Within India this crisis in agriculture is a direct offshoot of the shift in priorities during the early 1990s. Growing obsession with the so-called “new economy”, information technology, media and the urban consumer has led to the marginalization of the “rural” and agrarian sector, with respect to both private and public sector investment

One of the key factors that has been identified for this crisis is the shift in land use that has moved from agriculture to non-agriculture and simultaneously a greater proportion of the land used for agricultural purposes is now devoted to non-food agriculture.[31]One million hectares has gone out of cultivation in recent years in India and much more is threatened.

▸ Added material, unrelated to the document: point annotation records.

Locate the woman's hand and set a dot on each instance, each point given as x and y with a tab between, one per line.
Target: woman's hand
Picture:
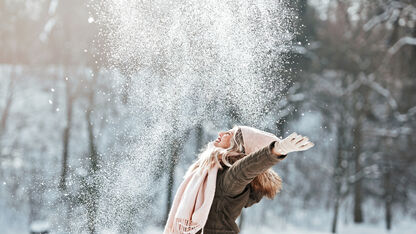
292	143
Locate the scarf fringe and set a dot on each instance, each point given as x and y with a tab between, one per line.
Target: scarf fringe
185	226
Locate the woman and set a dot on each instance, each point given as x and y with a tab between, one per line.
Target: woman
233	172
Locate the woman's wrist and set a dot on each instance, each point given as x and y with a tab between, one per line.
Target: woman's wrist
276	151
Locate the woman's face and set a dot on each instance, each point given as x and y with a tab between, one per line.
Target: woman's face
224	139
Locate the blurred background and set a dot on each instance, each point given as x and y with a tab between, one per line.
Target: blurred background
104	105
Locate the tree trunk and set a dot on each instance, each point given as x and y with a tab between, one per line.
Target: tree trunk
66	135
93	192
338	171
388	197
174	157
9	100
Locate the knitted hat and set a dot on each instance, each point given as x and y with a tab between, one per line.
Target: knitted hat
255	139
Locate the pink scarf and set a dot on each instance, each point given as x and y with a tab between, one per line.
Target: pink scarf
192	202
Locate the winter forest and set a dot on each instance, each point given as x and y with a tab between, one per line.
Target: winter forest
104	104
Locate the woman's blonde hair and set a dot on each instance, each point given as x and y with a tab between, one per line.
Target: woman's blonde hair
267	183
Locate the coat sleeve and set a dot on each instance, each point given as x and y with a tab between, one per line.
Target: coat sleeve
242	172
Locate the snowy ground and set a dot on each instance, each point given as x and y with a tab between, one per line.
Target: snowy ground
403	228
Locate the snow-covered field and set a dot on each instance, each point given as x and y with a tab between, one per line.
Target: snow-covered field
405	227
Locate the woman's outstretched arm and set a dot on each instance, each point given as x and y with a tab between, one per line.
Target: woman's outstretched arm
246	169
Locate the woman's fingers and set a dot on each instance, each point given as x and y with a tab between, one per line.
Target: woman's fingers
307	146
302	141
297	139
292	136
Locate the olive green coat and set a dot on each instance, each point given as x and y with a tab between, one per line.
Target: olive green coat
233	190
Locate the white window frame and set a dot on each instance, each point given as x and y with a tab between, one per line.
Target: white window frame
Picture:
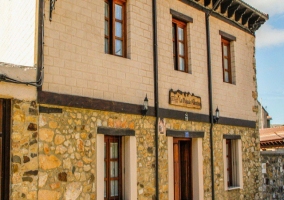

The most recent of these crimes, is the subsidies the Government of Maharashtra is offering for liquor production from food grains, especially jowar the cereal of poor households, and also a dry land crop. This policy will turn jowar into a cash crop and divert huge quantities of foodgrains to alcohol production, creating scarcity and causing food inflation. Moreover, Right to Information documents have revealed the extent to which the claims made by the government have been violated – good quality hybrid jowar, and distilleries are purchasing grains from dealers and not from farmers.